Hayatında hiçbir şey, San'ın Wooyoung'u sudan çeken robotik kolu gördüğünde hissettiği korkuyla kıyaslanamazdı. Az önce gördüğü her şeyle kafası karışmış olsa da, Wooyoung'un tehlikede olduğunu biliyordu.

Yaptığı ilk şey telsizine uzanmak oldu, sonra paramparça olduğunu hatırladı. Zaten kimi arayacağına dair hiçbir fikri yoktu.

Bu yüzden cep telefonunu çıkardı ve Jongho'yu aramaya çalıştı ama bulunduğu odada servis yoktu. Şu anda o kadar paniğe kapılmıştı ki, sinyali bozan tüm su ve camları düşünmedi.

San, tünelden aşağı koşup dinlenme odasına geri dönmeden önce tanka bir kez daha baktı.

Tam oradaydı ki başka bir kapı açıldı ve akvaryum müdürü dışarı çıktı ve San kayarak durdu. "Ah! Choi San, ben de seni bulmaya geliyordum. Üzerinden geçmemiz gereken bazı şeyler var."

San itiraz etmek için ağzını açtı ama bu, patronunun buraya geldiğinden beri onu üçüncü kez aramasıydı ve az önce gördüğü şeye rağmen, bir yanı hâlâ iyi bir izlenim bırakmak istiyordu. Dudaklarını ince bir çizgi halinde birbirine bastırdı ve başını salladı. "Tabii efendim, nedir?"

"Eminim neden bu kadar geç geldiğimi merak ediyorsundur." Yaşlı adam yüzünün aydınlanmasına neden olan alaycı bir gülümsemeyle parladı. İfadesi doğruydu, San görevdeyken neredeyse hiç burada olmazdı.

Akvaryum müdürü Bay Choi, hem San hem de Jongho için ironik olsa da iyi bir adama benziyordu. Akvaryum sayesinde çılgınca başarılıydı ve artık şehirlerinin en tanınmış adamlarından biriydi. Kırklı yaşlarının ortasında olduğu için her nesille çok uyumluydu ve akvaryumunun herkes tarafından sevilmesini sağlamak için iyi bir iş çıkarmıştı.

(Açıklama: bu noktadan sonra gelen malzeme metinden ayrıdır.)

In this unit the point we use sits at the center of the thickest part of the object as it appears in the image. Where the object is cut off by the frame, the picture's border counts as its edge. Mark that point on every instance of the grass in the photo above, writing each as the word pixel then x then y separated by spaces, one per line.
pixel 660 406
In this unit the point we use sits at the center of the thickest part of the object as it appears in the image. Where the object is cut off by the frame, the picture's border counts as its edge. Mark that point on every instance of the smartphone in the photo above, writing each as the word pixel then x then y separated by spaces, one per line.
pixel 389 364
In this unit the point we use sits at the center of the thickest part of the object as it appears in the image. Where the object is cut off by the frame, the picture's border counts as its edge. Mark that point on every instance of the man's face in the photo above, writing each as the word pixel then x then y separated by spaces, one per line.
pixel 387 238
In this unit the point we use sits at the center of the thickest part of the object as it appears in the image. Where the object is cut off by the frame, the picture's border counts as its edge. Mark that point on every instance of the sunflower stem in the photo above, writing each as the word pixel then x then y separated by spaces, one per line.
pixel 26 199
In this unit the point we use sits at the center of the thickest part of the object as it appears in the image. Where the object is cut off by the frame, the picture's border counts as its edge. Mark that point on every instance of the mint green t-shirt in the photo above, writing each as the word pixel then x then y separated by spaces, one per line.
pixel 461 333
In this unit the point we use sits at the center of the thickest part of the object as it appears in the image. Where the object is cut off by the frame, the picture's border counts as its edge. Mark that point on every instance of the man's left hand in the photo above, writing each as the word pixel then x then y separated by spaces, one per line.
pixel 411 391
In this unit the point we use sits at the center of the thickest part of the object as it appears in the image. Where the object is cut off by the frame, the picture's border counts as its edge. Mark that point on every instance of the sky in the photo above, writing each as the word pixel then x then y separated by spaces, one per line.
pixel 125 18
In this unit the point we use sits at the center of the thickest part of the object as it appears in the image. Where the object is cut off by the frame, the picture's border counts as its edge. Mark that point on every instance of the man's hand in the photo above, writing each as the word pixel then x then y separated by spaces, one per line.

Yine de stres olmadan gelmemişti. Siyah saçları şimdiden beyaz beneklerle bezenmişti ve alnında birkaç kırışık vardı. Ama adam her zaman yüzünde bir gülümsemeye sahip olmayı başardı.

"Buradayım," diye devam etti Bay Choi, "sizinle yeni beklentilerin üzerinden geçmek için. Bildiğiniz gibi çok büyük olacak bir sergi hazırlıyoruz. Adamlarımdan bazıları yolunda giden bir şey buldu. Bildiğimiz dünyayı değiştirmek için. Ve" iki elini de San'ın omuzlarına koydu ve birbirlerine tam olarak bakabileceklerinden emin oldu. "Onu güvende tutmama yardım etmen için sana güveniyorum. Bu senin olacak. şimdi bir numaralı önceliğin, anladın mı?"

San boğazındaki korku yumrusunu yutmaya çalıştı ama kıpırdamayınca sadece başını sallamakla yetindi.

"Aferin çocuk. Hala işini yapmanı bekliyorum, ama yapmadığın zaman ya güvenlik odasında kameraları izliyor olacaksın ya da yeni sergimizin yanında olacaksın. Tamamen yeni bir sistem kurdum, böylece birisi kırılabilir arkadan girmek neredeyse imkansız olacak ama asla çok dikkatli olamayız. Gel, sana göstereyim."

Çift, Wooyoung'u içerecek şekilde inşa edilen yeni sergiye geri döndü. San'ın gözleri hemen çocuğu en son gördüğü açık alana kaydı ama ondan hiçbir iz yoktu. San rahatlaması gerekip gerekmediğini bilmiyordu...

"Bu ana sergi. Akvaryumun geri kalanına yardım etmesi için gün içinde fazladan birkaç koruma tutacağım ve o benim en kıdemli korumam olduğu için bu Jongho'nun ana istasyonu yapacağım. Geceleri sana yardım etmesi için başka birini tutabilirim. ama onu da kulaktan kulağa oynayacağız. Ama gördüğünüz gibi artık elimizdeki en büyük tank bu. Gel." Bay Choi, San'a kendisini takip etmesini işaret etti ve tankın yan tarafına açılan küçük kapıya gittiler.

San kalbinin hızla attığını hissedebiliyordu ve sakin kalması onun için gittikçe zorlaşıyordu. Alnında ter birikmeye başlamıştı ve yan tarafında parmaklarının seğirdiğini hissedebiliyordu.